Transporte: principal problema
O transporte público é um problema principal de Paris. Pensado para levar a população das cidades satélite, como Argenteuil, Roissy, La Défense, Epinay e Villetaneuse, para trabalhar no centro da capital, os engenheiros de tráfico não previram que acontece o movimento oposto. Atualmente uma grande parte dos parisienses sai do centro da cidade para o subúrbio. E muitos deles moram numa cidade satélite e vão trabalhar em outra.
Eles se veem diariamente obrigados a transitar pelo centro da cidade, o que aumenta o tempo de viagem e o caminho percorrido. Assim os “franciliens” – em francês, os habitantes da “Ile-de-France”, região em que se encontra Paris – preferem usar seus carros para se locomover, sujando a cidade e poluindo o meio-ambiente.
O projeto prevê que com a conurbação com outras cidades vizinhas, a população da Grande Paris possa totalizar 12 milhões de pessoas em 10 anos. Hoje o numero de habitantes da capital é de dois milhões de pessoas.
O projeto é ambicioso, pois a cidade é conhecida pela rigidez com que foi construída. Em muitos bairros, os prédios têm um limite de altura. A cidade é circundada por uma espécie de anel rodoviário conhecido como “Périphérique”, que restringe seu crescimento.
Novos monumentos
Além da questão do transporte, Sarkozy disse que a cidade precisa de novos monumentos capazes de rivalizar com a Torre Eiffel e o Arco do Triunfo.
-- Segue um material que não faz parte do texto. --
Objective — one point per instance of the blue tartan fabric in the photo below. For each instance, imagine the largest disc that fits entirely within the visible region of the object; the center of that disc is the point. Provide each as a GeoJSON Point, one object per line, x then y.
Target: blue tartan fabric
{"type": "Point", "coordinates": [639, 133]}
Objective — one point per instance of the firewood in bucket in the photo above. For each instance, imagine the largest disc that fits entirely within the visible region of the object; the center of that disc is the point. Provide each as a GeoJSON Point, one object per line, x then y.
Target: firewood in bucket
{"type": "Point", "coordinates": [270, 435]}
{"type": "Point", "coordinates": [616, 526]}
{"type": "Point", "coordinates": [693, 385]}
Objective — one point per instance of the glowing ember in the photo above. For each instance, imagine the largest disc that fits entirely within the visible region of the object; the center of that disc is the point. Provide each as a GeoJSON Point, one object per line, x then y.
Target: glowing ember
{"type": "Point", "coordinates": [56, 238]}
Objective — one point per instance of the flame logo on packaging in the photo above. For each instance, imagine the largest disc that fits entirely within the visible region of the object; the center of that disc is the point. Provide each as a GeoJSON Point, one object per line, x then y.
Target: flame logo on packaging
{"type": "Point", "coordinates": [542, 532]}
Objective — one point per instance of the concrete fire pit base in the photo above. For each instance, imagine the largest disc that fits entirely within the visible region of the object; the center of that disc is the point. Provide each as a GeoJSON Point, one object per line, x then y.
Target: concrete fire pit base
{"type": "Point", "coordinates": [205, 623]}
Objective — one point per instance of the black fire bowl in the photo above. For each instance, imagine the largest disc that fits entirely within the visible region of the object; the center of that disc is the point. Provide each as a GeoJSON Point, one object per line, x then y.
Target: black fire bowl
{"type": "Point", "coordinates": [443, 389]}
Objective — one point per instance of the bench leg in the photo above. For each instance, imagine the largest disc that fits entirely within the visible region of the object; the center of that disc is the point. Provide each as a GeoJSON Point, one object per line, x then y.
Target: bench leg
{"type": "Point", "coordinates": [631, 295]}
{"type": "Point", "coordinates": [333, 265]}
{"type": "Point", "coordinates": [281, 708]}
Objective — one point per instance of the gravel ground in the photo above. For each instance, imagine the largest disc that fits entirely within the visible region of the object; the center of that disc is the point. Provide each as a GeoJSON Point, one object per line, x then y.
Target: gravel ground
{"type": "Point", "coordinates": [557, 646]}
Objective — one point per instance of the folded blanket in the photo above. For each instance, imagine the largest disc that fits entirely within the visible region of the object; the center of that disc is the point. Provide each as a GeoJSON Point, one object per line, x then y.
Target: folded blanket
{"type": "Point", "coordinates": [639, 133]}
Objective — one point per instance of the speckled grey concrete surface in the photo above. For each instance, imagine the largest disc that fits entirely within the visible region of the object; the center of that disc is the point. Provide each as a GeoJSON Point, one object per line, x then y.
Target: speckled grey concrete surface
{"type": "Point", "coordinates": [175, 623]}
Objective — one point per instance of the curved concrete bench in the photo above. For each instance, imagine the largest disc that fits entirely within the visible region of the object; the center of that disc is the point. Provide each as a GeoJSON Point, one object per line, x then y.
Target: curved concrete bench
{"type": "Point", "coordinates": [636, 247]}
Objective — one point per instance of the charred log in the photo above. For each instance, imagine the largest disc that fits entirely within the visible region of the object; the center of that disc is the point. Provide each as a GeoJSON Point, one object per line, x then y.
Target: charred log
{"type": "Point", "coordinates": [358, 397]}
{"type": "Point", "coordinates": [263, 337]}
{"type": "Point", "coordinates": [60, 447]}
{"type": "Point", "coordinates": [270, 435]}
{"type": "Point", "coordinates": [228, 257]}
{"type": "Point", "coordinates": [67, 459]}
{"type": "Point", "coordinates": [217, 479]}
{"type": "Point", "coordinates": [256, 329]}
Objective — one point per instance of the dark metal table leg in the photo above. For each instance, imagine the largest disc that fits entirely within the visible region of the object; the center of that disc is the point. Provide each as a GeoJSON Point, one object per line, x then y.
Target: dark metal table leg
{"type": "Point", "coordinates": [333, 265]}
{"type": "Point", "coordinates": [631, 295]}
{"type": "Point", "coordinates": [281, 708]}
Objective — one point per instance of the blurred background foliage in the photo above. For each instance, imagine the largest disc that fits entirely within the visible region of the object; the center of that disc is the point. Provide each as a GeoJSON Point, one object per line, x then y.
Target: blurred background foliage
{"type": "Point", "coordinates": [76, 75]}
É nesse quadro que entram as obras arquitetônicas aprovadas pelo presidente hoje, tal como uma nova torre gigante e coberta de espelhos ou a ilha artificial que faça o papel de centro econômico.
No seu discurso, Sarkozy citou o grande escritor do século XIX Victor Hugo para quem Paris encarnava “a verdade, a beleza e a grandeza”. O presidente acrescentou a qualificação “a justiça”.
O presidente também ratificou o projeto de plantar um milhão de arvores perto de Roissy, onde se encontra o maior aeroporto internacional. Maquetes das obras serão exibidas a partir de amanhã no museu do Grand Palais da avenida Champs Elysées.
Para o arquiteto franco-marroquino Abderahim Kassou, sócio do escritório Kilo, com base em Paris, “não é só injetando bilhões de euros e decretando que tal ou tal coisa é um monumento que o estado vai devolver a auto-estima aos habitantes de alguns bairros”.
O arquiteto lembra que durante as ultimas décadas a capital expulsou progressivamente seus habitantes mais pobres, assim como os imigrantes e os desempregados. “A ideia de espaço público esta se perdendo. A rua agora é vista só como um lugar para passar, com medo e paranóia”, avalia Kassou.
A multiplicação nos últimos anos de manifestações violentas deu uma imagem muita negativa àss cidades satélites da capital. Muitos parisienses acham que a única solução é policial.
Para Kassou, o plano de Sarkozy não deve resolver nada. “Há muita vitalidade nos bairros periféricos que pede um espaço para se expressar. Um projeto lançado às pressas e pensado por tecnocratas não é a melhor maneira de trabalhar com esta população”, conclui o arquiteto.
Segundo os planos de Sarkozy serão entregues 70 mil casas no próximo ano, que possibilitarão a criação de milhões de novos empregos. Mas o governo não precisou qual será a parcela das 70 mil casas destinadas à população mais carente da cidade.
Com esses projetos Sarkozy resgata a política do “Grands Travaux”, ou Grandes Obras, em português, que visa criar vagas de trabalho através de grandes construções. Para o chefe de estado, é também uma maneira de entrar na história.
A manobra política já foi usada anteriormente, com seus antecessores presidenciais.
Um clássico exemplo foi François Miterrand, que durante seu governo ergueu obras como a pirâmide do Louvre e a nova Biblioteca Nacional.
O projeto deve sair do papel em 2012, ano que se encerra o mandato de Nicolas Sarkozy. Segundo a constituição francesa, ele pode ser candidato para reeleição.